In those studies, low maternal serum thyroxine or free thyroxine concentrations in the first or second trimester were correlated with poor postnatal neuropsychological development. During the first trimester, maternal thyroxine is the only source of thyroid hormone for the fetus. Normal maternal serum triiodothyronine concentrations, which mitigate hypothyroidism in pregnant women, do not prevent poorer cognitive development in their infants.2 In preterm infants, who are prematurely deprived of maternal thyroxine and iodine, poor cognitive development and an increased risk of cerebral palsy are also correlated with the presence of perinatal hypothyroxinemia, not with high serum thyrotropin concentrations,4 indicating the continuing importance of thyroxine for later stages of brain development.

As Utiger noted in the accompanying editorial,5 an inadequate iodine intake may be a crucial factor contributing to the frequency of hypothyroidism during pregnancy, and it is also a crucial determinant of relative hypothyroxinemia. In Brussels, Belgium (with a median urinary iodine excretion of 56 μg per liter), 30 percent of pregnant women had low serum free thyroxine values in the first trimester and 2.3 percent had high serum thyrotropin values.6 Even in Madrid, an area where mild iodine deficiency is prevalent (median urinary iodine excretion, 90 μg per liter), 20 percent of pregnant women had first-trimester serum free thyroxine values below the 10th percentile of values for women with adequate iodine intake. These data support Utiger's recommendation that measures be taken to ensure that pregnant women have an adequate intake of iodine (>200 μg per day). Thyroxine therapy should be limited to pregnant women who have persistent hypothyroxinemia.

Gabriella Morreale de Escobar, Ph.D.
Francisco Escobar del Rey, M.D., Ph.D.
Instituto de Investigaciones Biomédicas Alberto Sols, 28039 Madrid, Spain

  1. 1. Man EB, Serunian SA. Thyroid function in human pregnancy. IX. Development or retardation of 7-year-old progeny of hypothyroxinemic women. Am J Obstet Gynecol 1976;125:949-957

  2. 2. Connolly KJ, Pharoah POD. Iodine deficiency, maternal thyroxine levels in pregnancy and developmental disorders in the children. In: DeLong GR, Robbins J, Condliffe PG, eds. Iodine and the brain. New York: Plenum Press, 1989:317-31.
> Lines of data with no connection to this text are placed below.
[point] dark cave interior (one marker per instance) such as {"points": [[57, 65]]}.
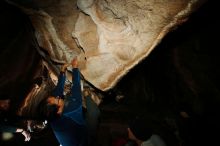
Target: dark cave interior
{"points": [[182, 70]]}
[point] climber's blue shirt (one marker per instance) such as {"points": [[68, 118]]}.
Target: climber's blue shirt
{"points": [[70, 129]]}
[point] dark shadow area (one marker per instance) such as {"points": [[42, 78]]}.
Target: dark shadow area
{"points": [[181, 73]]}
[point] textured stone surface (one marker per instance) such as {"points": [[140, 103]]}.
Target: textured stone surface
{"points": [[109, 36]]}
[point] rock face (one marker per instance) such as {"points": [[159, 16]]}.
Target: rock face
{"points": [[108, 36]]}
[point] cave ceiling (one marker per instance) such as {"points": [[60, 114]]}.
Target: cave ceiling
{"points": [[109, 37]]}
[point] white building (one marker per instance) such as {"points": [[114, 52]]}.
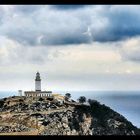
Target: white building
{"points": [[38, 92]]}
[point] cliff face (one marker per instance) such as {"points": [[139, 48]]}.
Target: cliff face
{"points": [[50, 117]]}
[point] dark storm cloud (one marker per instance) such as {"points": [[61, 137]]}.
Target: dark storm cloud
{"points": [[122, 23], [68, 7], [62, 24]]}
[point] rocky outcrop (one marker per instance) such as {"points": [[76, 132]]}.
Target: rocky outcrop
{"points": [[68, 118]]}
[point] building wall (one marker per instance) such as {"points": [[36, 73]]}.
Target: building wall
{"points": [[37, 85], [37, 94]]}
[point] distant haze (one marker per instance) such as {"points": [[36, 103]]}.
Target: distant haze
{"points": [[85, 47]]}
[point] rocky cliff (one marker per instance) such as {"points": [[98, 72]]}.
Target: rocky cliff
{"points": [[51, 117]]}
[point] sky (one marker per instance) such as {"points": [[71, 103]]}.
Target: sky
{"points": [[74, 47]]}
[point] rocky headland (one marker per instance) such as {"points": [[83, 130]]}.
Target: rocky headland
{"points": [[47, 116]]}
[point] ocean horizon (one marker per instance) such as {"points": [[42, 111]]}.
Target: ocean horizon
{"points": [[127, 103]]}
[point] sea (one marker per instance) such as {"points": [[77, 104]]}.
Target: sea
{"points": [[127, 103]]}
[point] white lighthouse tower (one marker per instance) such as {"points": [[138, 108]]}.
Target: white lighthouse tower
{"points": [[37, 82]]}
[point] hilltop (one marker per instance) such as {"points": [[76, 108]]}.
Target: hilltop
{"points": [[47, 116]]}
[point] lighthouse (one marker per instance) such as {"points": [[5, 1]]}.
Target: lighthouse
{"points": [[37, 82], [38, 92]]}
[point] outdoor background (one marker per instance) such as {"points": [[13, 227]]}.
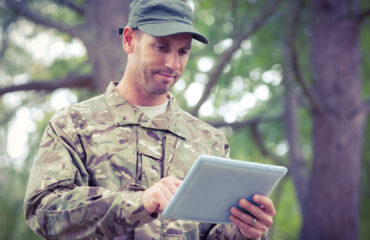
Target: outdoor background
{"points": [[287, 80]]}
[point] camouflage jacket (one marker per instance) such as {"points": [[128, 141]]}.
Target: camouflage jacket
{"points": [[96, 158]]}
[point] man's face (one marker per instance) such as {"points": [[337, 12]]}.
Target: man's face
{"points": [[160, 61]]}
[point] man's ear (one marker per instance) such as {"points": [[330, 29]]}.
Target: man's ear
{"points": [[128, 38]]}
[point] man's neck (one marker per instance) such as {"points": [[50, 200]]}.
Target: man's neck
{"points": [[137, 96]]}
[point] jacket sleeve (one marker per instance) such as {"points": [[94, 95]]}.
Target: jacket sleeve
{"points": [[60, 204]]}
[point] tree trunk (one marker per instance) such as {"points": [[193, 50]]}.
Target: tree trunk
{"points": [[102, 41], [332, 210]]}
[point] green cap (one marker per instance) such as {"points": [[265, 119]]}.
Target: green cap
{"points": [[163, 18]]}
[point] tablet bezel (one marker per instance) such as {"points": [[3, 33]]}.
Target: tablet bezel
{"points": [[235, 170]]}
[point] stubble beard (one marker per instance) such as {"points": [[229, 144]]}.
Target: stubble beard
{"points": [[146, 80]]}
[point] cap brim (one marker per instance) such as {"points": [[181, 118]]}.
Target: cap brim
{"points": [[170, 28]]}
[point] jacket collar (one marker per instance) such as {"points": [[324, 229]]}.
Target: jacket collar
{"points": [[125, 114]]}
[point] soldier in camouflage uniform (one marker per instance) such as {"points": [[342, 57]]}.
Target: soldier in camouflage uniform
{"points": [[107, 167]]}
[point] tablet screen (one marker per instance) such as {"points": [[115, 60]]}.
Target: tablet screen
{"points": [[214, 184]]}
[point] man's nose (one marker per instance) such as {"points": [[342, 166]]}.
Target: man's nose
{"points": [[173, 61]]}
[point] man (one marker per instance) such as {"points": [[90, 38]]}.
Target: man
{"points": [[108, 166]]}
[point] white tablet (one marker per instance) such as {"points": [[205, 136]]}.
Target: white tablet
{"points": [[215, 184]]}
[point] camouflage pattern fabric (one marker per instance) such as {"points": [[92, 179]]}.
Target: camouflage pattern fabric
{"points": [[96, 158]]}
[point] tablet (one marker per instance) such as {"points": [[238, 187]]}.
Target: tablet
{"points": [[215, 184]]}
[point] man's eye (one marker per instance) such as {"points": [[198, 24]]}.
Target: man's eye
{"points": [[159, 47], [184, 52]]}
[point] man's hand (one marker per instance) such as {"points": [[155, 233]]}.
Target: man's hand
{"points": [[263, 214], [156, 198]]}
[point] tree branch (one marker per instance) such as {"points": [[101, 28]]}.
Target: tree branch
{"points": [[71, 81], [5, 34], [22, 10], [225, 58], [71, 5], [247, 122], [294, 58], [363, 15], [259, 141]]}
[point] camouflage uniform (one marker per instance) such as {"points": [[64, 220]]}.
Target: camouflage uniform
{"points": [[96, 158]]}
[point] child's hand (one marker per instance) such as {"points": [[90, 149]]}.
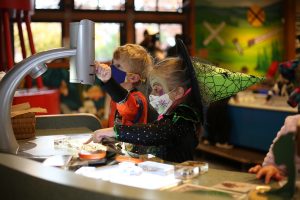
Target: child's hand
{"points": [[100, 134], [268, 172], [103, 71], [254, 169]]}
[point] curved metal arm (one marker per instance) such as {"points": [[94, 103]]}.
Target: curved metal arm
{"points": [[8, 86]]}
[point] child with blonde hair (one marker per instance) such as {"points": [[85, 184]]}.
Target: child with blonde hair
{"points": [[125, 82], [177, 91]]}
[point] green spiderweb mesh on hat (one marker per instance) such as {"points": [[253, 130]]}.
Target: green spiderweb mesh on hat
{"points": [[217, 83]]}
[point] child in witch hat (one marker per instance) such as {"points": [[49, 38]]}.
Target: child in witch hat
{"points": [[179, 88]]}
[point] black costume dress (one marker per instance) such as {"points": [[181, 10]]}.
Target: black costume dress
{"points": [[174, 136]]}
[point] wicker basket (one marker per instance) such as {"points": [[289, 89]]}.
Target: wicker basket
{"points": [[24, 125]]}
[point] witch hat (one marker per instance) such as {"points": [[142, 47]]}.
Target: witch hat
{"points": [[211, 83]]}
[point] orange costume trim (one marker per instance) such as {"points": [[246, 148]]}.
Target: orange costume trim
{"points": [[133, 110]]}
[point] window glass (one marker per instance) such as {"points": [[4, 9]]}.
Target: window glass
{"points": [[46, 35], [166, 32], [107, 39], [99, 4], [42, 4], [158, 5]]}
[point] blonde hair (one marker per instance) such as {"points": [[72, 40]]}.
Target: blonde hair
{"points": [[173, 71], [137, 57]]}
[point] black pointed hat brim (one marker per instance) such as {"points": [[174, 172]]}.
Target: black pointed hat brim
{"points": [[183, 53]]}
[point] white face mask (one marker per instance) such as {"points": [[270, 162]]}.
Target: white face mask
{"points": [[160, 103]]}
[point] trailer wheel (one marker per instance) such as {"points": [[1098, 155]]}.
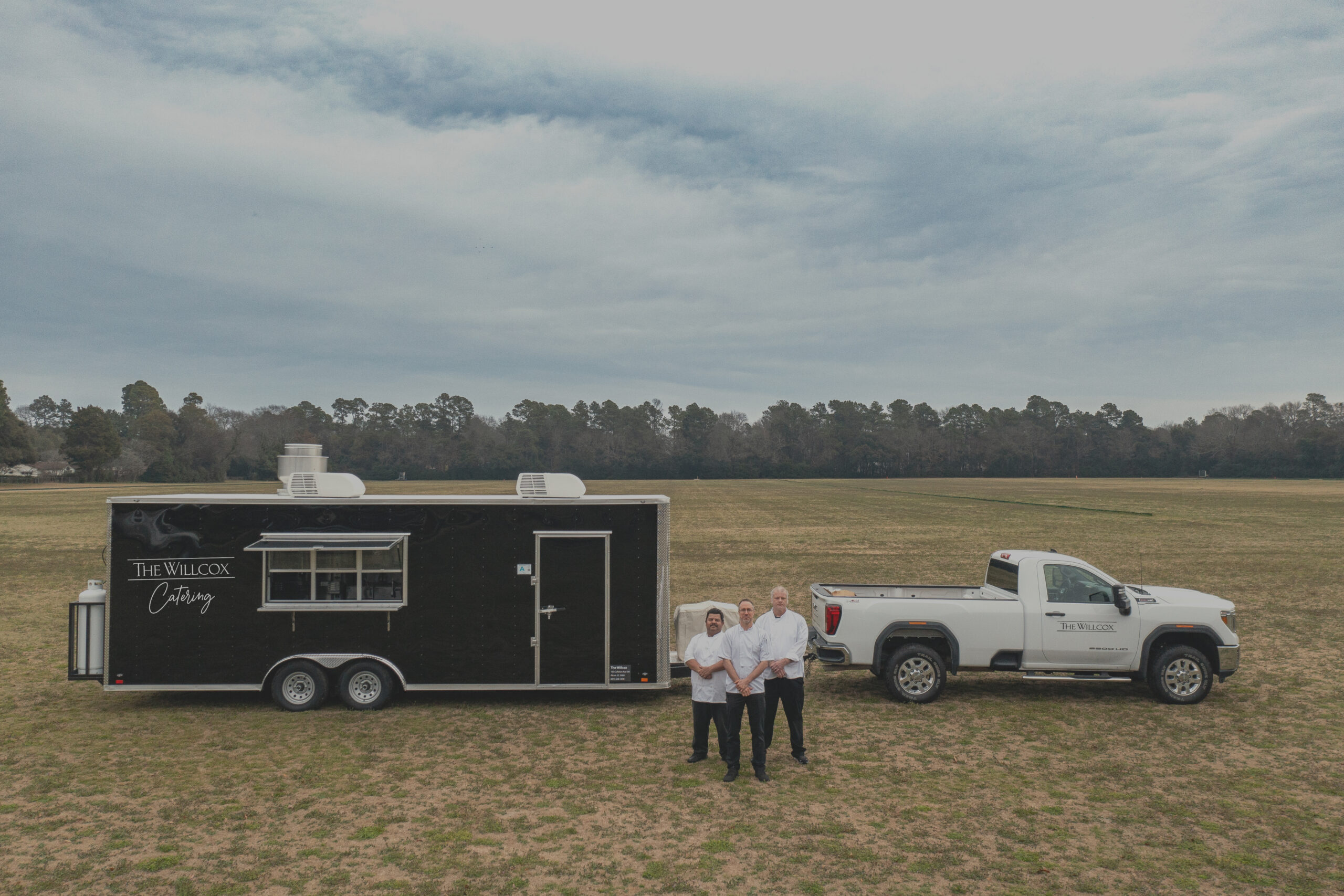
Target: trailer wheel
{"points": [[916, 673], [1180, 675], [299, 686], [366, 686]]}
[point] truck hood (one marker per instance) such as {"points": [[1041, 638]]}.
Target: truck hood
{"points": [[1182, 597]]}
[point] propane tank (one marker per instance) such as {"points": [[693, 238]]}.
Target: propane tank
{"points": [[92, 612]]}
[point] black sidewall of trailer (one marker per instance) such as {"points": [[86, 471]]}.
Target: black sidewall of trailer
{"points": [[471, 616]]}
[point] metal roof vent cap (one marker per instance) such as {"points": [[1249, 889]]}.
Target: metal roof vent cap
{"points": [[550, 486], [300, 457]]}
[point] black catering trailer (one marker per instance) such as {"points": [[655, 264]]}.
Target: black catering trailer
{"points": [[370, 594]]}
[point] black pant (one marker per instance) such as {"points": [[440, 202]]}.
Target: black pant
{"points": [[701, 716], [754, 705], [790, 691]]}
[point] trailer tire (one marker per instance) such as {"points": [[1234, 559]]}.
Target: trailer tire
{"points": [[1180, 675], [366, 686], [299, 686], [916, 673]]}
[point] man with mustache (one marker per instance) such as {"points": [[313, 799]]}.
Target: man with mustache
{"points": [[709, 684]]}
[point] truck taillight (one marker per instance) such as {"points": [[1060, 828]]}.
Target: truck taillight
{"points": [[832, 618]]}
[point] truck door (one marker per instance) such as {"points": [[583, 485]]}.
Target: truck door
{"points": [[1081, 628], [572, 608]]}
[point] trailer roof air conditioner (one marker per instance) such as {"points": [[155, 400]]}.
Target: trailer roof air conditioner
{"points": [[550, 486], [323, 486]]}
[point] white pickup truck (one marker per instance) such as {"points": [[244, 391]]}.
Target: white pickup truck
{"points": [[1045, 614]]}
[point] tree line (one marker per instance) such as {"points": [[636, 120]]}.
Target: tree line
{"points": [[447, 438]]}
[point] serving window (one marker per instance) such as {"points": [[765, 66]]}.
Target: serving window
{"points": [[334, 571]]}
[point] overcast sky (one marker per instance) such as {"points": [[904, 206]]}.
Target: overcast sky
{"points": [[725, 203]]}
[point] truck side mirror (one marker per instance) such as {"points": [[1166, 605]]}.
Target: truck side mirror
{"points": [[1117, 593]]}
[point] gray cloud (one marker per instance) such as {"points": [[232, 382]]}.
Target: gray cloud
{"points": [[282, 205]]}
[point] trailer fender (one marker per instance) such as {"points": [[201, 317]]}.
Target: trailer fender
{"points": [[334, 660], [915, 630]]}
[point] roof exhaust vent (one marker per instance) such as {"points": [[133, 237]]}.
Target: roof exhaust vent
{"points": [[300, 457], [303, 469], [550, 486]]}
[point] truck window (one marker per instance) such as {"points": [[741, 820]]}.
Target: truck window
{"points": [[1002, 575], [1074, 585]]}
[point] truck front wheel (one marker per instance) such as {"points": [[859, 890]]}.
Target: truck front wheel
{"points": [[1180, 675], [916, 673]]}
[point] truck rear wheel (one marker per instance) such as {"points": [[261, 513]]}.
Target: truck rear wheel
{"points": [[299, 686], [916, 673], [1180, 675], [366, 686]]}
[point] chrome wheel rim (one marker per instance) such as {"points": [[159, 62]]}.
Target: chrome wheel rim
{"points": [[1183, 678], [916, 676], [299, 688], [365, 687]]}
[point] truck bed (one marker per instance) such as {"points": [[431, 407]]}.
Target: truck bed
{"points": [[908, 592]]}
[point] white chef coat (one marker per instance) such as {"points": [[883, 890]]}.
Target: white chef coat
{"points": [[743, 650], [783, 638], [705, 650]]}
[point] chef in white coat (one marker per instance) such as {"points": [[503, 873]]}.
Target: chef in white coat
{"points": [[785, 636], [743, 659], [709, 683]]}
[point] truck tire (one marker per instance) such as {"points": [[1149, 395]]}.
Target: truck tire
{"points": [[366, 686], [1180, 675], [299, 686], [916, 673]]}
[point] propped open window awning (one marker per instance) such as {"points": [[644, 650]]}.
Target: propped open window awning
{"points": [[327, 542]]}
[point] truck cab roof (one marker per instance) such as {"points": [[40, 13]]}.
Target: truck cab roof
{"points": [[1018, 555]]}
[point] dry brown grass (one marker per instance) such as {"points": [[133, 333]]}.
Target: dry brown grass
{"points": [[1002, 786]]}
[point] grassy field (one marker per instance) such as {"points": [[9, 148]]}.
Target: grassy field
{"points": [[1002, 786]]}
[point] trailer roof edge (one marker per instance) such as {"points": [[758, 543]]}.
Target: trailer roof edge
{"points": [[385, 499]]}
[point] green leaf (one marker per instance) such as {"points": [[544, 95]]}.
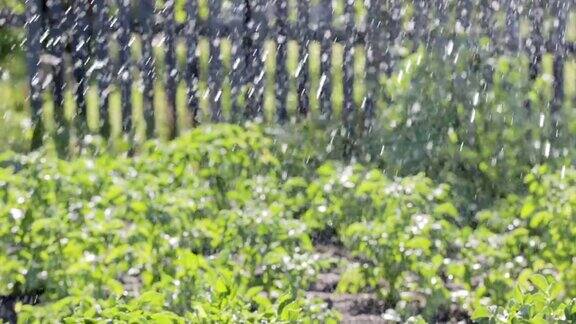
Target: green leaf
{"points": [[480, 312], [539, 281]]}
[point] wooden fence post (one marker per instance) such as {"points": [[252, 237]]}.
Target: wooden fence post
{"points": [[512, 37], [125, 71], [303, 70], [560, 8], [281, 86], [171, 67], [327, 41], [191, 74], [215, 75], [56, 20], [34, 16], [103, 71], [238, 77], [80, 57], [348, 82], [373, 25], [253, 43], [147, 10]]}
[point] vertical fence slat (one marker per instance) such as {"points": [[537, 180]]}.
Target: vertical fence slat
{"points": [[191, 74], [147, 65], [80, 55], [420, 23], [348, 82], [393, 27], [373, 30], [215, 74], [560, 9], [487, 26], [535, 47], [512, 37], [253, 42], [302, 72], [125, 70], [238, 78], [34, 47], [171, 68], [103, 63], [56, 19], [325, 90], [281, 55]]}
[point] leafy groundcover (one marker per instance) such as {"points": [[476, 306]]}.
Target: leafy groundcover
{"points": [[225, 225]]}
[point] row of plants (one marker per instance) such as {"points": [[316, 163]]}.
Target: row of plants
{"points": [[221, 225]]}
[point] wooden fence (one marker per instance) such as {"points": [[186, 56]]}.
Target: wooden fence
{"points": [[76, 35]]}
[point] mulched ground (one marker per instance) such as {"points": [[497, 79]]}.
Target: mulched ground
{"points": [[362, 307]]}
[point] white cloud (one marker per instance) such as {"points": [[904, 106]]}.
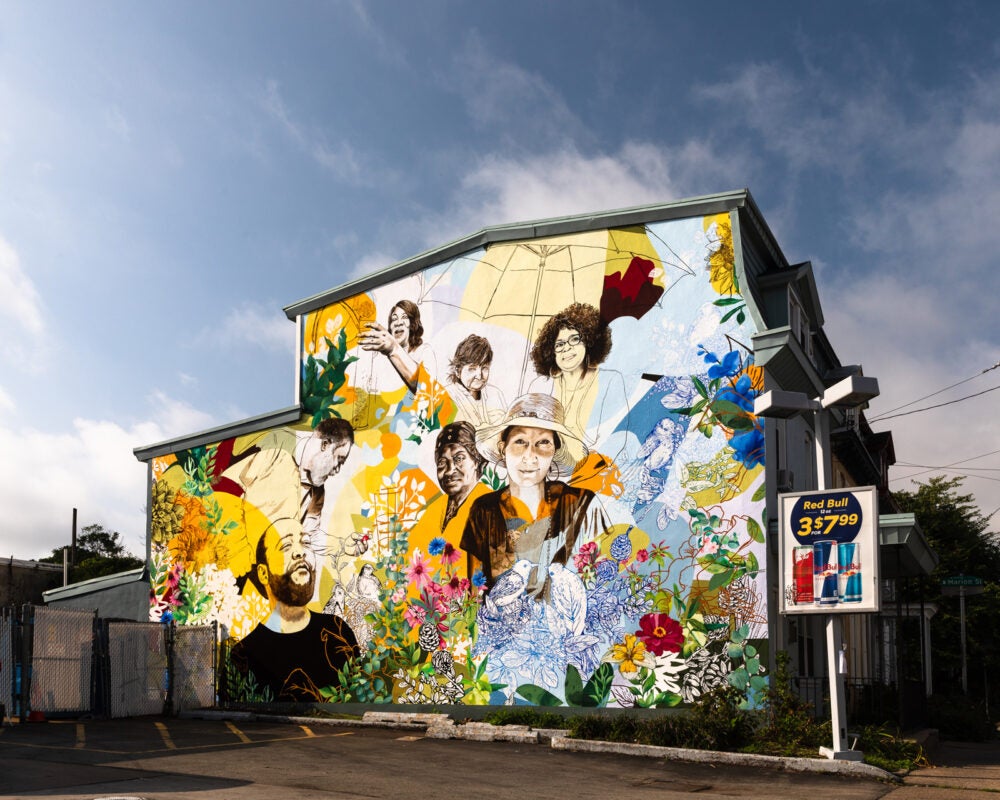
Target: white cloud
{"points": [[504, 189], [44, 475], [337, 157], [253, 324], [19, 300], [504, 96], [6, 401]]}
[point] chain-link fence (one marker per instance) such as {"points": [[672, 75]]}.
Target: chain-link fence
{"points": [[194, 667], [62, 658], [65, 662], [137, 668]]}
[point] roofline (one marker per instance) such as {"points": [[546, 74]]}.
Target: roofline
{"points": [[556, 226], [217, 434], [90, 585]]}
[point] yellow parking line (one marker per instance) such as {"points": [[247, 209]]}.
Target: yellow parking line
{"points": [[242, 736], [165, 735]]}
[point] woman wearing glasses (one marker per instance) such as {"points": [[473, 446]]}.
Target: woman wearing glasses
{"points": [[536, 520], [567, 353]]}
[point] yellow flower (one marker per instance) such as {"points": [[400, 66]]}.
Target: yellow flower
{"points": [[629, 655]]}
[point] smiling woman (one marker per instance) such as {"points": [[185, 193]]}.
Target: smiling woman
{"points": [[536, 518]]}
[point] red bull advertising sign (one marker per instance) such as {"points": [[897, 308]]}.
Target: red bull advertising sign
{"points": [[829, 551]]}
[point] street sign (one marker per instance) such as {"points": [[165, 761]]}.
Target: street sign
{"points": [[828, 551], [962, 580]]}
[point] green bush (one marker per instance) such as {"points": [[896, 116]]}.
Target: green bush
{"points": [[522, 715], [960, 718]]}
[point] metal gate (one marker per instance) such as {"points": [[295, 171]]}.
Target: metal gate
{"points": [[137, 669], [193, 667], [62, 655]]}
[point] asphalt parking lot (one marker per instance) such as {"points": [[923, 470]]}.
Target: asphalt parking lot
{"points": [[174, 758]]}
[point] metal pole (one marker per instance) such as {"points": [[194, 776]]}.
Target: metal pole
{"points": [[965, 671], [838, 704]]}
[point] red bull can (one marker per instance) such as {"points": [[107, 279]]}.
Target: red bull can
{"points": [[826, 575], [802, 573], [849, 564]]}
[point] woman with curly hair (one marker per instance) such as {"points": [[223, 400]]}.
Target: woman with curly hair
{"points": [[567, 353]]}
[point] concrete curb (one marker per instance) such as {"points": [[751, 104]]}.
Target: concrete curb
{"points": [[441, 726], [785, 763]]}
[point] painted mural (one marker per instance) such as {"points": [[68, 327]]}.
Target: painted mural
{"points": [[530, 474]]}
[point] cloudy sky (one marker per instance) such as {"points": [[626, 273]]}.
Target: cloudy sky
{"points": [[173, 174]]}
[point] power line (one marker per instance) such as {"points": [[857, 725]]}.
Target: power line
{"points": [[928, 408], [947, 467], [934, 394]]}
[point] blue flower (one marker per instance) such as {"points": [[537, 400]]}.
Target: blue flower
{"points": [[748, 447], [606, 570], [742, 394], [436, 546], [726, 368]]}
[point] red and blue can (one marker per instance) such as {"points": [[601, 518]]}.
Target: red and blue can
{"points": [[849, 564], [826, 575]]}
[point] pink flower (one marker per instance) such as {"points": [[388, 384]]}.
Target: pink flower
{"points": [[415, 615], [450, 555], [453, 589], [660, 634], [586, 556], [418, 572]]}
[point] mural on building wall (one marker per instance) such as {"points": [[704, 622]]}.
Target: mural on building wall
{"points": [[530, 474]]}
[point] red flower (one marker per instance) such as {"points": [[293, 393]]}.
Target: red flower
{"points": [[660, 634]]}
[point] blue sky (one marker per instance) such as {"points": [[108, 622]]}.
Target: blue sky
{"points": [[172, 174]]}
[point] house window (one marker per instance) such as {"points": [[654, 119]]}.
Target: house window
{"points": [[798, 321]]}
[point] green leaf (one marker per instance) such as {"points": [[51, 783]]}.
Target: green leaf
{"points": [[574, 686], [537, 695], [720, 579], [599, 686], [737, 311]]}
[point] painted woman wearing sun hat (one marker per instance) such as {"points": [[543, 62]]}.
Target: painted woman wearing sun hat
{"points": [[536, 518]]}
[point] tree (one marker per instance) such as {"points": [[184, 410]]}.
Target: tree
{"points": [[957, 531], [99, 552]]}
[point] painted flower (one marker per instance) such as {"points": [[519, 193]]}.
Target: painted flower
{"points": [[726, 368], [748, 447], [449, 553], [418, 572], [660, 634], [630, 654], [586, 556], [741, 394], [436, 546], [415, 615], [621, 546]]}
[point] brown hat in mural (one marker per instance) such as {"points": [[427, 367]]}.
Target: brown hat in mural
{"points": [[534, 411]]}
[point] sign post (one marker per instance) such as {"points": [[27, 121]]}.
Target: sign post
{"points": [[829, 564], [962, 585]]}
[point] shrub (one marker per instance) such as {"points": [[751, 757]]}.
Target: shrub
{"points": [[960, 718]]}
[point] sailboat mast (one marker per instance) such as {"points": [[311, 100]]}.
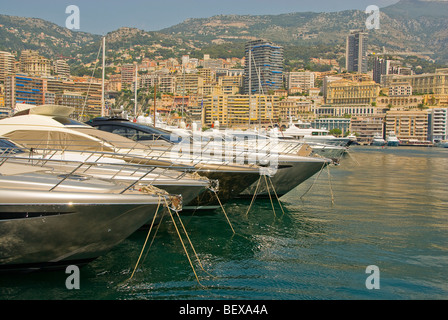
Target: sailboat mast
{"points": [[155, 97], [135, 93], [103, 107]]}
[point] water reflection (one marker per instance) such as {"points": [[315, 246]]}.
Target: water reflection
{"points": [[389, 210]]}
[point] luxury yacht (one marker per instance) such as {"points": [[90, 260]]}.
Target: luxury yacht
{"points": [[392, 140], [48, 128], [312, 135], [291, 168], [49, 221], [378, 140]]}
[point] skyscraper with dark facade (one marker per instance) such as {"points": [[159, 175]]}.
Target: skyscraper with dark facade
{"points": [[263, 71], [356, 52]]}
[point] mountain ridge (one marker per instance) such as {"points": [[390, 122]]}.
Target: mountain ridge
{"points": [[409, 25]]}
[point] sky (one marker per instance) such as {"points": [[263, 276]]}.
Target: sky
{"points": [[103, 16]]}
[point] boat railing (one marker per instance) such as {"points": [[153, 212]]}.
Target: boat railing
{"points": [[134, 171]]}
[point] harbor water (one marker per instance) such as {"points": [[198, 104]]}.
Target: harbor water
{"points": [[383, 207]]}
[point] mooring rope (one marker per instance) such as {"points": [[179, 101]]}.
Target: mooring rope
{"points": [[254, 196], [192, 247], [183, 245], [317, 177], [222, 208], [331, 188], [269, 193], [273, 188], [146, 240]]}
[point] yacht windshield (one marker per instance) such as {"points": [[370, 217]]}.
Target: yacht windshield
{"points": [[9, 147]]}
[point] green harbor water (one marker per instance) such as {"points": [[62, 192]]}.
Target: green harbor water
{"points": [[386, 207]]}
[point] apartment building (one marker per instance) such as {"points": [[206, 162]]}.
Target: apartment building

  3. 3. Pop VJ, Kujpens JL, van Baar AL, et al. Low maternal free thyroxine concentrations during early pregnancy are associated with impaired psychomotor development in infancy. Clin Endocrinol (Oxf) 1999;50:149-155

  4. 4. Reuss ML, Paneth N, Pinto-Martin JA, Lorenz JM, Susser M. The relation of transient hypothyroxinemia in preterm infants to neurologic development at two years of age. N Engl J Med 1996;334:821-827

  5. 5. Utiger RD. Maternal hypothyroidism and fetal development. N Engl J Med 1999;341:601-602

  6. 6. Glinoer D. The regulation of thyroid function in pregnancy: pathways of endocrine adaptation from physiology to pathology. Endocr Rev 1997;18:404-433

To the Editor

Haddow et al. suggest that screening for thyroid deficiency during pregnancy may be warranted. We would like to report the results of screening for thyroid disease among pregnant women in Sapporo, Japan.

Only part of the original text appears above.